Aller au restaurant, c’est avant tout vous faire plaisir. A condition d’être accompagné. Sans quoi, au sommet de l’échelle de la gêne, vous n’avez d’yeux que pour votre assiette.
Notez que dans votre antre, la solitude se supporte très bien à l’heure du repas. Elle commence à peser dès qu’il y a des témoins (vous pouvez méditer dans un coin peinard).
Pour ne rien arranger, vous échouez au milieu d’habitués qui, même attablés dans leur coin, peuvent donner le change en papotant avec le personnel.
Et l’embarras est contagieux. Songez aux efforts qu’il vous faut fournir pour avoir l’air détaché tout en écoutant aux portes et mâcher en ne fixant personne. C’est pour ça qu’on compatit alentour, plus encore que pour l’absence de convive.

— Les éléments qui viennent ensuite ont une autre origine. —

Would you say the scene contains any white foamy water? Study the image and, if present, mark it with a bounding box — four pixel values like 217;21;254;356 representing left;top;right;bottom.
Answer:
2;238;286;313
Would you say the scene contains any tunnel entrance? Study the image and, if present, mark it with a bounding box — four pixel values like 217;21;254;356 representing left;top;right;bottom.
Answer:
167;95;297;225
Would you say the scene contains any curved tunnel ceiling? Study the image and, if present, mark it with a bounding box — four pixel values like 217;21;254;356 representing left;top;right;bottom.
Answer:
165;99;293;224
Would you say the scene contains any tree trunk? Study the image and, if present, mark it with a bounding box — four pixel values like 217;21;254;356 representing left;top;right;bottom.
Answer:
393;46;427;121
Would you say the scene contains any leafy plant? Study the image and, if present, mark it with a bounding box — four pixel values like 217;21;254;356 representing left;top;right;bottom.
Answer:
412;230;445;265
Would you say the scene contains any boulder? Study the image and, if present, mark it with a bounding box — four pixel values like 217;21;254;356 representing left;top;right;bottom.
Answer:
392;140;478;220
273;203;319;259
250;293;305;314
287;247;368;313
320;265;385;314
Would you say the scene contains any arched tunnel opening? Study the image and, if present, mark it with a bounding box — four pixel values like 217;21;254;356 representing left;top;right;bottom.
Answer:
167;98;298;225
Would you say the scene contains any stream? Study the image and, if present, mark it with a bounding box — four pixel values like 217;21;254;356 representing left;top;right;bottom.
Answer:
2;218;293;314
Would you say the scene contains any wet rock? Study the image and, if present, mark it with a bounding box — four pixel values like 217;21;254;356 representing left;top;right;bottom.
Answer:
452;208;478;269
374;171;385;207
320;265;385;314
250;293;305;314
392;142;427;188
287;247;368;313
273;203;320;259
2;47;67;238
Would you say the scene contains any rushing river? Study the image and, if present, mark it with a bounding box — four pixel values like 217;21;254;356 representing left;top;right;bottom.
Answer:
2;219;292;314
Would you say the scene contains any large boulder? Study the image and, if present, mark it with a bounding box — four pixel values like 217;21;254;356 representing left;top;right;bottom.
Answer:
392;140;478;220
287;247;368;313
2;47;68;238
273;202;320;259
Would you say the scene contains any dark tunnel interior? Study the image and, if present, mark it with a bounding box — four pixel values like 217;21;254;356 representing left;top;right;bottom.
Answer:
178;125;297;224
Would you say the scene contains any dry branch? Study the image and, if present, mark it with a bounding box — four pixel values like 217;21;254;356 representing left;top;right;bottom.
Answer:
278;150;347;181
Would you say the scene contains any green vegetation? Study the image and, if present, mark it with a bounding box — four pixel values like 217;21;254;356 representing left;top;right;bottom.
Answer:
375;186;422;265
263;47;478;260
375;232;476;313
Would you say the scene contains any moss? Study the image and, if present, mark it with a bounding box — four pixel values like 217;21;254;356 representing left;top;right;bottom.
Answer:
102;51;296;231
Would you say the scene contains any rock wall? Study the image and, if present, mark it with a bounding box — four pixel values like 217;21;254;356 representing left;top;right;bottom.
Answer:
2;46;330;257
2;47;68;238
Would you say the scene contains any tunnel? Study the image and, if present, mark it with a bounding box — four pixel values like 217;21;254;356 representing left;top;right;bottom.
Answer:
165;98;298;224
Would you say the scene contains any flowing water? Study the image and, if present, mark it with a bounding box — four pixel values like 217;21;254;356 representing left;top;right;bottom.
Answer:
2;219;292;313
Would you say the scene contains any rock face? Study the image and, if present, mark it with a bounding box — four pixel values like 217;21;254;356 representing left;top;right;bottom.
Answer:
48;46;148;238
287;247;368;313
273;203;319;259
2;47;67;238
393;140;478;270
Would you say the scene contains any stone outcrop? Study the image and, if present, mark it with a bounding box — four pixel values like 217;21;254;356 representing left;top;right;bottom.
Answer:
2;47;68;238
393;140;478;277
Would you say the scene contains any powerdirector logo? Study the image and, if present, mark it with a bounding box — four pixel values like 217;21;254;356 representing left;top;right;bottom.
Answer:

Or donc, quelle attitude adopter ?
Réagissez en paria civilisé.
Plusieurs options s’offrent à vous :
♦ Promettez une tournée générale.
♦ Repérez les autres clients solitaires et rapprochez vos tables. Il n’est pas nécessaire d’engager la conversation ; voyez Lucette et Marcel (qui mangent ensemble mais chacun de son côté).
♦ Emmenez votre poupée gonflable. Cette petite sortie lui permettra de se rembourrer un peu.
♦ Lancez-vous dans le « convive de location ». Vous trinquerez non seulement à sa santé mais aussi à celle de l’établissement (qui fera son beurre de ce couvert supplémentaire) et de la nation (dont le taux de chômage reculera de manière spectaculaire).
♦ Mangez comme quatre et le problème est résolu.
Flegme et dignité, montrez de quel bois vous vous chauffez.